Blaine was definitely quivering from a mix of the three things Kurt had thought of, and Kurt's grip around him only tightened as he spoke, as he tried to make Blaine look at him. Santana was staring with rapt, horrified attention, and in the background everyone who didn't understand was pestering Rachel to let them, and she was trying to silence them. "I d-didn't s-s-say anything, and then she r-r-rem-embered th-that she w-wasn't supposed t-t-t-to kn-know me, and she s-said, "Sorry, I th-thought that y-y-you w-were someone else," and she w-walk off and I… I d-don't…"

"Blaine," Kurt mouthed one last time, and this time Blaine looked at him, and Blaine saw, and Blaine dropped his head and said, "I'm so s-sorry about the t-tie, K-Kurt."

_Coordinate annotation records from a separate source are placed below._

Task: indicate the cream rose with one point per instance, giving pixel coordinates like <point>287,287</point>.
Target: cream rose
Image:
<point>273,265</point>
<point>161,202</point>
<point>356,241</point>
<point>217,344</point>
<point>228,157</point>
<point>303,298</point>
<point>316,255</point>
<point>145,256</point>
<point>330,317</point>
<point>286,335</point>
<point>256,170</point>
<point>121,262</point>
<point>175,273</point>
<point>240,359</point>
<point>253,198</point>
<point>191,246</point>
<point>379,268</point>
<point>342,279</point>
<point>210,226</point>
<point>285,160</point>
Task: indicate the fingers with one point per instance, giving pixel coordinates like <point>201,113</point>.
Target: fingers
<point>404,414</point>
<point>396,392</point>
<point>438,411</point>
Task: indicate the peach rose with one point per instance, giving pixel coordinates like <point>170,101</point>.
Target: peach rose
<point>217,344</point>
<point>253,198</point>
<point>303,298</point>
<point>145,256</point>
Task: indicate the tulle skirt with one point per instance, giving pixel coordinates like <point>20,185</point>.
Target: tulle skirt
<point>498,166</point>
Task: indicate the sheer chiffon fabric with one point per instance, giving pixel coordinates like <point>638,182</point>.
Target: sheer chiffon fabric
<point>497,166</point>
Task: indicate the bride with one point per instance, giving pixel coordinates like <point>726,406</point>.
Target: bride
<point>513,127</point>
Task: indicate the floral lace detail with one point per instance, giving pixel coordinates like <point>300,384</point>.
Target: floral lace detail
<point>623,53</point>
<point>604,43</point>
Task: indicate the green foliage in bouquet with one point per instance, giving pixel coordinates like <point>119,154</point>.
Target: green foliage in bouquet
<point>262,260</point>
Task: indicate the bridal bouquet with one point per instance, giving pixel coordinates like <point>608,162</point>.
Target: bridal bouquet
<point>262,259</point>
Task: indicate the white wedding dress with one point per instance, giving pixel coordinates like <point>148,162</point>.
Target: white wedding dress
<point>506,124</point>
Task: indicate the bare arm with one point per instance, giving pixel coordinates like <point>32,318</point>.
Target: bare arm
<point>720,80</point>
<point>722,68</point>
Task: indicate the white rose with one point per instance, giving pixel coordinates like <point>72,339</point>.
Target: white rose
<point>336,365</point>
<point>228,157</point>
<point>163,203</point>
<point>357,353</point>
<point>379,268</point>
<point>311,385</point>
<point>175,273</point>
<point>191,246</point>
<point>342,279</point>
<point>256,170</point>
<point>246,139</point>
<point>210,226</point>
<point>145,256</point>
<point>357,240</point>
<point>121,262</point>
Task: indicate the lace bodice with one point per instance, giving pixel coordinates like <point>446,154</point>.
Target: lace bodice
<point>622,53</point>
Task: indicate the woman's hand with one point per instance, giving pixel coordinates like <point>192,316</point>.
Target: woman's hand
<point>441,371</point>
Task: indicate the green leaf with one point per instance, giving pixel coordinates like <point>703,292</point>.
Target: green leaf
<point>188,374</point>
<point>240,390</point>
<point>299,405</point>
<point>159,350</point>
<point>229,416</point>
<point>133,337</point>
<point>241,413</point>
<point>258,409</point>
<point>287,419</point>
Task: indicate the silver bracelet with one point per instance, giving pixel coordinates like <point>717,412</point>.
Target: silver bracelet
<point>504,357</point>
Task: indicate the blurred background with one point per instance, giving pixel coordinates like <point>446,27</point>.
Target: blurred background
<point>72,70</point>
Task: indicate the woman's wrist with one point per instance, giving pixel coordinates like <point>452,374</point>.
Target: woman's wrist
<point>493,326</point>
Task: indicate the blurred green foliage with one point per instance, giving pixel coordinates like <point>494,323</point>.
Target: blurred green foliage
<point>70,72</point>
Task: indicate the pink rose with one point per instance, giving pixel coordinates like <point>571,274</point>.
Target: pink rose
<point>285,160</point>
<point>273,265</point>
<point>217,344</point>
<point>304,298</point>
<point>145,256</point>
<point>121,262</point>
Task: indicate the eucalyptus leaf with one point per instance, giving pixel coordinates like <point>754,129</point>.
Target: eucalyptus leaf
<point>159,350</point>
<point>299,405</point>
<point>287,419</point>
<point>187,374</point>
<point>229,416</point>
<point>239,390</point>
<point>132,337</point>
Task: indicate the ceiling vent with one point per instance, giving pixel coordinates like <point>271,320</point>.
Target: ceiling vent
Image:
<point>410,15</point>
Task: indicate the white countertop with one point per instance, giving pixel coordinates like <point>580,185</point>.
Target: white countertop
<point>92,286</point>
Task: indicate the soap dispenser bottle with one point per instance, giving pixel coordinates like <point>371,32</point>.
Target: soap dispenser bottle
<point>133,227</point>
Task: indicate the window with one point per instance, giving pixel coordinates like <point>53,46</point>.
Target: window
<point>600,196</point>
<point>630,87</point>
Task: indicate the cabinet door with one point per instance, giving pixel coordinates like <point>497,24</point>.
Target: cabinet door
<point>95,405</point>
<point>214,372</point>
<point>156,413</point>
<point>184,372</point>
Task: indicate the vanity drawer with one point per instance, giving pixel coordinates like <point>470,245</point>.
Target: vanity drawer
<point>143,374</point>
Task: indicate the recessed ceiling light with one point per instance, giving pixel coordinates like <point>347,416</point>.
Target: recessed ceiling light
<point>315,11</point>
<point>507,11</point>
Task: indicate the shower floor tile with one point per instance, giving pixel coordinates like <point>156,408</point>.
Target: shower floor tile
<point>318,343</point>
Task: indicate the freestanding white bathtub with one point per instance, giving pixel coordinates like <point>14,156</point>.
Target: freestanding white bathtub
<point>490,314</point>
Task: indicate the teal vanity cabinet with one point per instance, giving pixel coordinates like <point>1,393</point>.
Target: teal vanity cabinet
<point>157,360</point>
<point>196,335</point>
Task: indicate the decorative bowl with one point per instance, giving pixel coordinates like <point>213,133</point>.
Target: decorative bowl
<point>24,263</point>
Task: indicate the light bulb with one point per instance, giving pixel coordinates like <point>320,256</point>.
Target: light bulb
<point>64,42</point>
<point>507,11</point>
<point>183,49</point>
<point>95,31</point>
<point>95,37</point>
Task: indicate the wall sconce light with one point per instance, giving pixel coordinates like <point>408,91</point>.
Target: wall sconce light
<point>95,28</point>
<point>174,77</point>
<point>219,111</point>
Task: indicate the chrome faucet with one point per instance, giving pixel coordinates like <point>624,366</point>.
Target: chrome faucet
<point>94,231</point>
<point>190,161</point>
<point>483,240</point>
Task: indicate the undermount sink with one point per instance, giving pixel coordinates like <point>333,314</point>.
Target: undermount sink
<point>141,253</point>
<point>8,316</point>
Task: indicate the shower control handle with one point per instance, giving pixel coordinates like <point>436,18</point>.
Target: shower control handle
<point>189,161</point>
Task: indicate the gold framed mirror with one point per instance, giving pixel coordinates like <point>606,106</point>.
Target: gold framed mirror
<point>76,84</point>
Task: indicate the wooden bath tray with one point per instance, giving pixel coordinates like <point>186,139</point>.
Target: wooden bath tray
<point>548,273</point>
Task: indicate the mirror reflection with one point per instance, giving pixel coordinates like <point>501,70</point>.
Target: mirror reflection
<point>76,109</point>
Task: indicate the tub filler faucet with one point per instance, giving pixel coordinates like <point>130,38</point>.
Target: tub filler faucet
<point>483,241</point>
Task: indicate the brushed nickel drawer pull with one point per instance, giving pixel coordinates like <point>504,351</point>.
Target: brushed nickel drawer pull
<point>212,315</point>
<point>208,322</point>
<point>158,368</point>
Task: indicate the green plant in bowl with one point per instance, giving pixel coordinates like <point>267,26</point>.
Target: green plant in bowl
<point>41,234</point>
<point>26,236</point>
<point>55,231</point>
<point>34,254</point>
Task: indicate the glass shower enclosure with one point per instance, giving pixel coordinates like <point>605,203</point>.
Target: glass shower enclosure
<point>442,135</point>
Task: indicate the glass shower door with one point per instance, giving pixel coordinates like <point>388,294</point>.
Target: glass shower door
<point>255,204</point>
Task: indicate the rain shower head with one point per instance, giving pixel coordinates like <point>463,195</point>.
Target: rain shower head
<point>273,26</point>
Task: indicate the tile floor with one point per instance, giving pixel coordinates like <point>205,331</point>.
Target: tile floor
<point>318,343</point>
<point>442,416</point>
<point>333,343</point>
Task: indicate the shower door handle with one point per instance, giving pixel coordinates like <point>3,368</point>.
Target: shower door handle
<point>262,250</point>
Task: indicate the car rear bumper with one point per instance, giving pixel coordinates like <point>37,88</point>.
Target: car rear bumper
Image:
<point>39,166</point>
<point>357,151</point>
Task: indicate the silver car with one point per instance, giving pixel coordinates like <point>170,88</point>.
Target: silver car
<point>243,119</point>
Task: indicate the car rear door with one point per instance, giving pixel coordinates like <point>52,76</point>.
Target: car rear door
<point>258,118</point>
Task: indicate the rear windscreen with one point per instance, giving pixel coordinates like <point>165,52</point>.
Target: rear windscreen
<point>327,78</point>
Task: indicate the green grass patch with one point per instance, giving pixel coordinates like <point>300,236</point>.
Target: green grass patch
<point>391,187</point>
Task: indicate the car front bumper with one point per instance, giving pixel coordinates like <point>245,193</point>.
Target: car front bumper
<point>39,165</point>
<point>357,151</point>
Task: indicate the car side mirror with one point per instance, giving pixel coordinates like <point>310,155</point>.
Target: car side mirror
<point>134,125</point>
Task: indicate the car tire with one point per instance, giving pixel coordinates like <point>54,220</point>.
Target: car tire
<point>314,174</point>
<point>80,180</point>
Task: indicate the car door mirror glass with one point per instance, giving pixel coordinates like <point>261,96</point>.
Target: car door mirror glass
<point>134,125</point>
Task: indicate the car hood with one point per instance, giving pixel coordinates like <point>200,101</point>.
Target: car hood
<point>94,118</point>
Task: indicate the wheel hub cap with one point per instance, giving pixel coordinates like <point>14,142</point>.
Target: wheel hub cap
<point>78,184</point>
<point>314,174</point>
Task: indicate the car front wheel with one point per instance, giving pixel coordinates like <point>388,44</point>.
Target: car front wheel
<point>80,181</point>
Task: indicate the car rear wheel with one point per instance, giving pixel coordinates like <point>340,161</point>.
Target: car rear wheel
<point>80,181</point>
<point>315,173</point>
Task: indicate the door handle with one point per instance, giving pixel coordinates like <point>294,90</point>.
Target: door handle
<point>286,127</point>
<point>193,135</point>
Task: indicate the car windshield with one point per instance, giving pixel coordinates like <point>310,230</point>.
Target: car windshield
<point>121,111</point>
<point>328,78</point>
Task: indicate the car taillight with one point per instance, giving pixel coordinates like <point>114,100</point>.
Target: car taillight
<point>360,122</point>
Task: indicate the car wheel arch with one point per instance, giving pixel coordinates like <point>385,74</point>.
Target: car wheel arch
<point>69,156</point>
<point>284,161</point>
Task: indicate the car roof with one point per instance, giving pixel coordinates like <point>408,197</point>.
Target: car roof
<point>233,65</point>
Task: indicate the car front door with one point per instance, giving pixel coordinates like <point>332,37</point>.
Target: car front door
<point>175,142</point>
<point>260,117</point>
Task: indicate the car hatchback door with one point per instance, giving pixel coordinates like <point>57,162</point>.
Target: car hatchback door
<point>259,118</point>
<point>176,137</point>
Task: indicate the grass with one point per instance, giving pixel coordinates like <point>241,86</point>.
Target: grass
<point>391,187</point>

"No, no," Kurt tried to say exactly how opposed he was to Blaine feeling like he was being blamed, but all that came out were those two of the same word, and then he repeated himself from earlier, like a parrot, "we should get you into a hot shower and some warm clothes." As an afterthought, he fought back another, thicker lump when he said, "I love it. I'll wear it. The tie."

For the briefest moment, Blaine looked proud of himself, and then his face crumpled and Kurt threw his arms around his boyfriend and fiancé and led him away, and Santana shouted behind them, "I love you, B!" and Rachel joined in with, "Me, too!" And Burt held out his hand for Blaine to take, but he was too far away, and Blaine didn't see because he was curled into Kurt, his heat-stealing body wet and soaking into Kurt's clothes, and Kurt didn't care. Not even when he heard Santana start to tell the others that they couldn't tell them what the deal was until Blaine allowed it, and how Rachel argued that Blaine said why not tell them - and Kurt shut the door behind them and helped Blaine down the stairs.

"Shh, sweetheart," Kurt murmured as warmly as he could into Blaine's matted and ruffled hair, and wished that the heat of words could be real. "It's alright."

Blaine wasn't even crying. Kurt was scared that he was too empty to cry, or trying too hard to not be empty to remember to show how much things hurt, before he shoved the thought forcefully out of his head and led Blaine to the bathroom.

The blur of taking care of Blaine was punctuated with whispered I'm sorrys and reassuring I love yous and the hot steam of the shower and the heaven of warm cloth Kurt helped Blaine into after he dabbed the water from his skin.

Blaine insisted that he'd dry his own ankles and put his socks on first. Kurt wanted to scream when he saw the thin and thick raised lines that decorated his ankle, and not because the cutting horrified him - though it did just a bit, especially since it was Blaine - but because Blaine was still so ashamed of them that he wouldn't let Kurt touch them or see them longer than necessary.

When Blaine was dressed, Kurt kissed him for as long as he could without feeling like he was going to vomit from the fear that Blaine was afraid to kiss him back, and then Kurt just held him, and let the silence and steam in the bathroom linger and settle tauntingly.

* * *

"It's been great seeing you guys," Rachel's father told Kurt warmly, shaking his hand with a firm grip and an even firmer smile. "It's great to know Rachel's got such caring friends taking care of her in New York."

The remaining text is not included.